To ensure the reproducibility of the study and maintain a fair comparison between the architectures, all YOLO models were trained using identical hyperparameters and environment settings derived from the experimental logs. The models were initialized with COCO-pretrained weights to leverage transfer learning and were trained on two Nvidia RTX A6000 GPUs within a Python 3.10.13 environment.

The training was conducted for a maximum of 1000 epochs, incorporating an early stopping (patience = 50 epochs) applied to prevent overfitting. The input resolution was fixed at 640 × 640 pixel, and a batch size was set to 16 for all models.

For the optimization process, an auto-selected optimizer (transitioning between SGD and AdamW) was utilized with an initial learning rate of 0.01, a momentum of 0.937, and a weight decay of 0.0005. A warm-up phase of 3 epochs was applied to stabilize the initial training process. The loss function configurations were defined with weights of 7.5 for Box loss, 0.5 for Class loss, and 1.5 for Distribution Focal Loss. All models were trained using a Non-Maximum Suppression (NMS) Intersection over Union threshold of 0.7.

Crucially, data augmentation techniques such as Mosaic, MixUp, HSV adjustment, flipping, and geometric transformations were not activated during the training process. This decision was made for two primary reasons. First, the objective of this study was to evaluate the intrinsic capability of the YOLO architectures to extract authentic morphological features from high-quality field images without introducing artificial distortions. Because the detection targets—bee mites and wing-deformed bees—are characterized by subtle morphological differences, aggressive augmentation could potentially alter the visual patterns relevant to diagnosis. Second, although each 640 × 640 pixel ROI was extracted based on the presence of bee mites or deformed bees, each frame contained a substantially higher number of normal bee instances. Applying global image augmentation would replicate these dominant background objects and potentially amplify the inherent class imbalance within the dataset. Therefore, augmentation was intentionally disabled to preserve the original object distribution of the field data and allow the models to learn from authentic morphological characteristics of the target pests.

2.4.3. Performance Evaluation Metrics

Model performance was evaluated on images not used during training using Accuracy, Precision, Recall, F1 score, and mAP[0.5], as defined in Equations (6)–(10).

$$Accuracy= {\displaystyle \frac{TP}{TP + FP+TN+FN}}$$

(6)

$$Precision= {\displaystyle \frac{TP}{TP + FP}} = {\displaystyle \frac{TP}{All Detection}}$$

(7)

$$Recall={\displaystyle \frac{TP}{TP + FN}} = {\displaystyle \frac{TP}{Ground Truth}}$$

(8)

$$F1 score={\displaystyle \frac{2 \times Precision \times Recall}{Precision + Recall}}$$

(9)

$$mAP={\displaystyle \frac{1}{n}}\sum _{k=1}^n{AP}_k$$

(10)

where TP is the True Positive (correctly detected objects); FP is the False Positive (incorrectly detected non-objects as objects); FN is the False Negative (missed detections of actual objects); TN is the True Negative (correctly identified background regions as non-objects); n is the number of classes (3 in this study: Normal Bee, Bee Mite, Deformed Bee); $A{P}_k$ is the Average Precision of class k, calculated as the area under the Precision–Recall curve for that class [30,31].

F1-confidence curves were generated to identify optimal confidence thresholds that maximize F1-score for each class.
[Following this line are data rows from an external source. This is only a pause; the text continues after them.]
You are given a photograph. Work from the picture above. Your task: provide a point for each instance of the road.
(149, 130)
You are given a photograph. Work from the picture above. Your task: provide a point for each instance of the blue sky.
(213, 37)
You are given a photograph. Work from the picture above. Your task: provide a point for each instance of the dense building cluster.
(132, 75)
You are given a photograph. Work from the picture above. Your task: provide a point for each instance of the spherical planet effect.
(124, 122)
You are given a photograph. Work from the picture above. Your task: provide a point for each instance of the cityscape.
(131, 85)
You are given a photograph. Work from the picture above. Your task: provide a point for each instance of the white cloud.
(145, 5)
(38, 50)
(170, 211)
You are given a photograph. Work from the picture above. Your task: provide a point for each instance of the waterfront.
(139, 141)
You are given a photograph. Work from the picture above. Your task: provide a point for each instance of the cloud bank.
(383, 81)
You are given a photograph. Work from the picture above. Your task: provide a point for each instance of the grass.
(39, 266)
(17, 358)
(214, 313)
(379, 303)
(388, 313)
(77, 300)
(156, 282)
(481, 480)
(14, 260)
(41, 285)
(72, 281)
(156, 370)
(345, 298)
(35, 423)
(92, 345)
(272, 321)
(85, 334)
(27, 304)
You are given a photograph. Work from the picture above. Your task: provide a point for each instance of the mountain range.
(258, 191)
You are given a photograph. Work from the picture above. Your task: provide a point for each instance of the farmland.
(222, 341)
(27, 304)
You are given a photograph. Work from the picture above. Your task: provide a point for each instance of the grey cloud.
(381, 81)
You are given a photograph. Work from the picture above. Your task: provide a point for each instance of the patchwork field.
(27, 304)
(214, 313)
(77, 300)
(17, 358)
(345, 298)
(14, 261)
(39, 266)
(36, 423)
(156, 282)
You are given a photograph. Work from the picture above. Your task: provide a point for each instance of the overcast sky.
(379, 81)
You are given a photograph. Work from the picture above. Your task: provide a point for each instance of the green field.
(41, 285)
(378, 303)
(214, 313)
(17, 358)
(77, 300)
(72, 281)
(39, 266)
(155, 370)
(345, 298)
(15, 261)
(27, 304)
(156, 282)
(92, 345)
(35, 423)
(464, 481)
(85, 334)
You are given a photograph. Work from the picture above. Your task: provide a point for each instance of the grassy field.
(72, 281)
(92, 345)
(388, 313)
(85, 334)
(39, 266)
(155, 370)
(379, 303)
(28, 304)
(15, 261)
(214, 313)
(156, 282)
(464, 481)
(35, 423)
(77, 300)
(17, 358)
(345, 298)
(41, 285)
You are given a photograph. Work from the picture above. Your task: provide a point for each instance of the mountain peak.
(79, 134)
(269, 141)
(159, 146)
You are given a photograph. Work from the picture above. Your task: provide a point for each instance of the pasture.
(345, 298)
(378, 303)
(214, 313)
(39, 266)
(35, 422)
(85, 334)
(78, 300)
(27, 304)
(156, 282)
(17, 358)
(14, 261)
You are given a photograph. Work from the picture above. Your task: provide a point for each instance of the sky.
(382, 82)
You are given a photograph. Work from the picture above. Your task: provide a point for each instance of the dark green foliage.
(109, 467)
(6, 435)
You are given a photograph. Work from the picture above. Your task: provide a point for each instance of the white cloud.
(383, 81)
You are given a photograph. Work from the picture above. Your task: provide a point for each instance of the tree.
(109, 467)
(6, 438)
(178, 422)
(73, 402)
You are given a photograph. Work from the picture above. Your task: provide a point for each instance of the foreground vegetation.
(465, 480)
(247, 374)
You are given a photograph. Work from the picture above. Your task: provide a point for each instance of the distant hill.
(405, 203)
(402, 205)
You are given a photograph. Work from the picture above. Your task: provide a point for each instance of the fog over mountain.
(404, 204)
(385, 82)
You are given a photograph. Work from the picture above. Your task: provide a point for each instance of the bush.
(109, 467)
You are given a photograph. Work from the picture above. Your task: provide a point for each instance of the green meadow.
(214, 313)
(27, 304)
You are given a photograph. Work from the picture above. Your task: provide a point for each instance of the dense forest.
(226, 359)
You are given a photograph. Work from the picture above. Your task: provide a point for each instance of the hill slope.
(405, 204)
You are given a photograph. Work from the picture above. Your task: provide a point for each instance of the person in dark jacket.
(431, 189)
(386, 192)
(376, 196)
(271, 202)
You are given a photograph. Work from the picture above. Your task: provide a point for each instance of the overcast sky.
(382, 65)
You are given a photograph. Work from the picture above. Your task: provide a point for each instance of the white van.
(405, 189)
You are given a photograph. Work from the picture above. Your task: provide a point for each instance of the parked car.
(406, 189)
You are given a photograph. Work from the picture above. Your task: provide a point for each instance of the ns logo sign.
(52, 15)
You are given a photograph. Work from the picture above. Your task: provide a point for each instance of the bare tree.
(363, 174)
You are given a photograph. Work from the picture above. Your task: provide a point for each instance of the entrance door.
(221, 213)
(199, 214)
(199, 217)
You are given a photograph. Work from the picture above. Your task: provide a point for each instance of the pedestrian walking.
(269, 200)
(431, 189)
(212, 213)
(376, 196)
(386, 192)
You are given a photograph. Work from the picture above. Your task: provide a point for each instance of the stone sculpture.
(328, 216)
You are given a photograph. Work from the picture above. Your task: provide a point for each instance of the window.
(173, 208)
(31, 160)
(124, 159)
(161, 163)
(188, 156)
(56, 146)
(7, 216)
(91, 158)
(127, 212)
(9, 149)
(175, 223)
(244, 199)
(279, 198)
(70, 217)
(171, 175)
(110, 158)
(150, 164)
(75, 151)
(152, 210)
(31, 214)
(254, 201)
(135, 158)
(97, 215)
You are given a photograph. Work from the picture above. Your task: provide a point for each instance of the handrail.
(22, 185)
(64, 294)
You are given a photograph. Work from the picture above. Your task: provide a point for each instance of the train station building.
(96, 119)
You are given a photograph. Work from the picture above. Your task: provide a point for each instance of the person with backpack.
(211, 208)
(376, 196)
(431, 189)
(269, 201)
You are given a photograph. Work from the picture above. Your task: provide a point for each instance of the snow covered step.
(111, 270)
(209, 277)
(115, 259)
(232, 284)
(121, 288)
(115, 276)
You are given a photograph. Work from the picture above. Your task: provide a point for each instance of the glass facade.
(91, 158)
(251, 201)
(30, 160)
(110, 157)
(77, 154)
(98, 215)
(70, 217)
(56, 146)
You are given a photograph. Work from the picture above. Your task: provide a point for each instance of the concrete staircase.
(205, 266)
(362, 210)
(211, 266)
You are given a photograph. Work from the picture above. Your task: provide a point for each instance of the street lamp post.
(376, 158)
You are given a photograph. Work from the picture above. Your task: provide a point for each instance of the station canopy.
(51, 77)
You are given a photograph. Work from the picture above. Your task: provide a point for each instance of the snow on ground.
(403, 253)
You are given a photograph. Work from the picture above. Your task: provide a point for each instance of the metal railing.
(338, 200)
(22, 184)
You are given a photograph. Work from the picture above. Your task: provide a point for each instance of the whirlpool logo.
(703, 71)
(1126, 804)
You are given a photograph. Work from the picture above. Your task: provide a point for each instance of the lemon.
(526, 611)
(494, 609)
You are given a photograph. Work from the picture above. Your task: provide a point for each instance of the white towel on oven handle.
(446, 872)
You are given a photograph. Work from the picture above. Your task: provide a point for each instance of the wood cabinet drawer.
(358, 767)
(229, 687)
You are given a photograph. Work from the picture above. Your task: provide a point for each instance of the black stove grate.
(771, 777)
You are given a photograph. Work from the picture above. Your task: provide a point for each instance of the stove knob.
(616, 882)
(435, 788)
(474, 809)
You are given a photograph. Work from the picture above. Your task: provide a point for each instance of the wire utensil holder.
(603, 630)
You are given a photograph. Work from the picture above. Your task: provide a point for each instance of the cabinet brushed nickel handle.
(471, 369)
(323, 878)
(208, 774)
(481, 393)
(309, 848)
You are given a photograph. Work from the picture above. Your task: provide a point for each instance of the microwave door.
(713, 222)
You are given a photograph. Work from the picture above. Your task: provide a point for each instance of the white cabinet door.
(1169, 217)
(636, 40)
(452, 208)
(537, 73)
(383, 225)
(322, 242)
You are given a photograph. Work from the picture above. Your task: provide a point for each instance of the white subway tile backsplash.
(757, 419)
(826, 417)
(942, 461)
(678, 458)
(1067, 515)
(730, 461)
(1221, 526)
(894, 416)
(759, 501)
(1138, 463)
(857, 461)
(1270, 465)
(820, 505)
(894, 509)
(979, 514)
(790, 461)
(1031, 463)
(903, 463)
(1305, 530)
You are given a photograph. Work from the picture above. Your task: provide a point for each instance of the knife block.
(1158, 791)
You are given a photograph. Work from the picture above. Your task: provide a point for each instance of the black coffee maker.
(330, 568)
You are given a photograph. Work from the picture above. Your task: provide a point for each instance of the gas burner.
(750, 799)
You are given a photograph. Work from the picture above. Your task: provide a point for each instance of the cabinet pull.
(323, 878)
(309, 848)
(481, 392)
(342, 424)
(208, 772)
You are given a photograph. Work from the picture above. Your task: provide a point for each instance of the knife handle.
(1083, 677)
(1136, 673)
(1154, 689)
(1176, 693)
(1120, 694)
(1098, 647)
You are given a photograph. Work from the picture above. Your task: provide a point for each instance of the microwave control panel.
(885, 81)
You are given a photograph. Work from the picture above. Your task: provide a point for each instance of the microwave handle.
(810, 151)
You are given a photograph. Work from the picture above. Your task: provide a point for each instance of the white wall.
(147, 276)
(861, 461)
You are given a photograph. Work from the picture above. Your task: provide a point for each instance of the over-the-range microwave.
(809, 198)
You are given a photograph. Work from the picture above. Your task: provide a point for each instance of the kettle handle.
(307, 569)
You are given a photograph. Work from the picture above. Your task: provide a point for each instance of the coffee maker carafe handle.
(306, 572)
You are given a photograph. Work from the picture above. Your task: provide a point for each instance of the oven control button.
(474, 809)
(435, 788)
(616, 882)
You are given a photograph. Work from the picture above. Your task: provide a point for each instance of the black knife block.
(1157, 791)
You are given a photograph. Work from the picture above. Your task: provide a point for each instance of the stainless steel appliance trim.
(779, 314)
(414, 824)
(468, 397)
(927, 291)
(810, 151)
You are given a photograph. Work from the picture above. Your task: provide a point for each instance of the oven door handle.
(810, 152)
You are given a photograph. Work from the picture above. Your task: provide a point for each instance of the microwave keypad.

Precision–Recall (PR) curves were plotted to evaluate the trade-off between precision and recall across different confidence thresholds and to calculate mAP[0.5] values. To thoroughly understand model limitations and failure modes, a comprehensive manual inspection was conducted on all test dataset images. Every instance of False Negative (FN, missed detection) and False Positive (FP, incorrect detection) was individually examined and categorized by failure type.

To qualitatively interpret model decision-making processes and validate that models attend to biologically relevant image regions, Occlusion Sensitivity Maps (OSM) were computed for representative examples from each class. OSM systematically occludes different regions of input images and measures the resulting reduction in class confidence scores, thereby highlighting which spatial regions are most critical for the model’s predictions. This analysis confirmed whether models focused on biologically meaningful features (e.g., wing structures for deformed bees, mite body shapes for bee mites) rather than spurious background correlations.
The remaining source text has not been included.